There was a dilution, says Irene Gardiner, who worked in the TVNZ music unit at Avalon as a trainee director in the late 80s. RTR Countdown left prime-time “because the music video thing just wasn’t so new and special any more” and those massive ratings disappeared. In 1986, a dispute between the record companies and TVNZ about payment for music videos also didn’t help, as TVNZ took all its music shows off air.
Mandy Toogood, who worked on the show between 1984 and 1989 and became producer after Peter Blake, remembers a slow decline in viewership as more options became available. In its heyday, Ready to Roll was, in the pop genre, “the only way you could see what was happening, especially with international music”. The charts were also important as, “back then, you could only buy the CD or the record,” says Toogood, “but now, there’s so many different ways of getting music, it’s not quite the same.
“Nobody would watch a music show now.”
Ready to Roll’s name change to RTR Countdown came in 1987, when the magazine, edited by Gary Steel, was launched. The show, along with all of TVNZ’s music output, was moved to Auckland’s “rock unit” and Robert Rakete shepherded RTR through its final years in the early 90s. Then there was a surprising revival in 2000, which was hosted by Erika Takacs and lasted four years.
But the seismic changes wrought by the internet and music- and video-sharing websites mean that we no longer need a TV show to tell us what is hot or not – we can curate our own charts, especially since the arrival of the first iPod in 2001 and YouTube in 2005. As charts lost their meaning, TV music shows took a hit. In the UK, Top of the Pops, which began in 1964, threw in the towel in 2006.

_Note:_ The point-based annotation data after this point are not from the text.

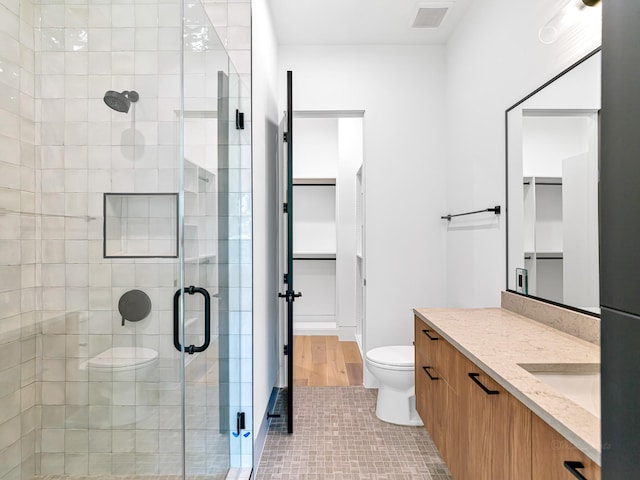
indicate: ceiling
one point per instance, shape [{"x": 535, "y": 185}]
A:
[{"x": 360, "y": 22}]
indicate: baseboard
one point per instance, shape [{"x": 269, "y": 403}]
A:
[
  {"x": 261, "y": 438},
  {"x": 315, "y": 328},
  {"x": 347, "y": 334}
]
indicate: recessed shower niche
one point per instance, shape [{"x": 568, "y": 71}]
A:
[{"x": 140, "y": 225}]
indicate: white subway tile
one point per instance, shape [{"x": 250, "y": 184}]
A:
[
  {"x": 76, "y": 63},
  {"x": 123, "y": 39},
  {"x": 52, "y": 16},
  {"x": 75, "y": 155},
  {"x": 76, "y": 39}
]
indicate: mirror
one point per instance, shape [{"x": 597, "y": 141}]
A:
[{"x": 552, "y": 189}]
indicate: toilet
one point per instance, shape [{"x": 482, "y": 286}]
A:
[
  {"x": 394, "y": 367},
  {"x": 124, "y": 377}
]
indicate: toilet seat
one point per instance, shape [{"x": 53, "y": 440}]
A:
[
  {"x": 123, "y": 358},
  {"x": 394, "y": 357}
]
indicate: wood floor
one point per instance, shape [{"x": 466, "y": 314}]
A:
[{"x": 320, "y": 361}]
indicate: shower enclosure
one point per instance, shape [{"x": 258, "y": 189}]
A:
[{"x": 125, "y": 243}]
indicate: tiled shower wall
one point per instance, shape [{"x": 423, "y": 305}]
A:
[
  {"x": 52, "y": 265},
  {"x": 19, "y": 257}
]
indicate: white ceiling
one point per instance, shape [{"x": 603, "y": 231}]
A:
[{"x": 360, "y": 22}]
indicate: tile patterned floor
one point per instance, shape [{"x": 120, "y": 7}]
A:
[{"x": 337, "y": 436}]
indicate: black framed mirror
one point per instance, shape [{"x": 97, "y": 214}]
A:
[{"x": 552, "y": 139}]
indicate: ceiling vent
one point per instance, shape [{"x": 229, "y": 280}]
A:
[{"x": 429, "y": 17}]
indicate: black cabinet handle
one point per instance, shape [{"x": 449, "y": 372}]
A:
[
  {"x": 474, "y": 377},
  {"x": 426, "y": 370},
  {"x": 426, "y": 332},
  {"x": 572, "y": 466}
]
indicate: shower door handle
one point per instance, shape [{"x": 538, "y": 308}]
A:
[{"x": 191, "y": 349}]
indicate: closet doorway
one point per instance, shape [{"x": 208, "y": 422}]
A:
[{"x": 328, "y": 247}]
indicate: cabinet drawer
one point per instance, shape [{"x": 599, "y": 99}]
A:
[
  {"x": 434, "y": 350},
  {"x": 550, "y": 452}
]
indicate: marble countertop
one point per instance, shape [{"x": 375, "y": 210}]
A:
[{"x": 497, "y": 340}]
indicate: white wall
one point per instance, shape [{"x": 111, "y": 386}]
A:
[
  {"x": 265, "y": 281},
  {"x": 401, "y": 91},
  {"x": 493, "y": 60}
]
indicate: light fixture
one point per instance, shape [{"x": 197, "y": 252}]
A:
[{"x": 568, "y": 15}]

Sales charts are still a thing: the Billboard 100 is a big deal in the US, but the music industry has had to pivot to a new world in which kids are making and uploading their own music and where an artist on TikTok can have a hit that goes to No. 1 every time it is remixed.
Even music video clips aren’t what they were, but looking back on an era when local music struggled for recognition, as a cultural force, RTR played its part.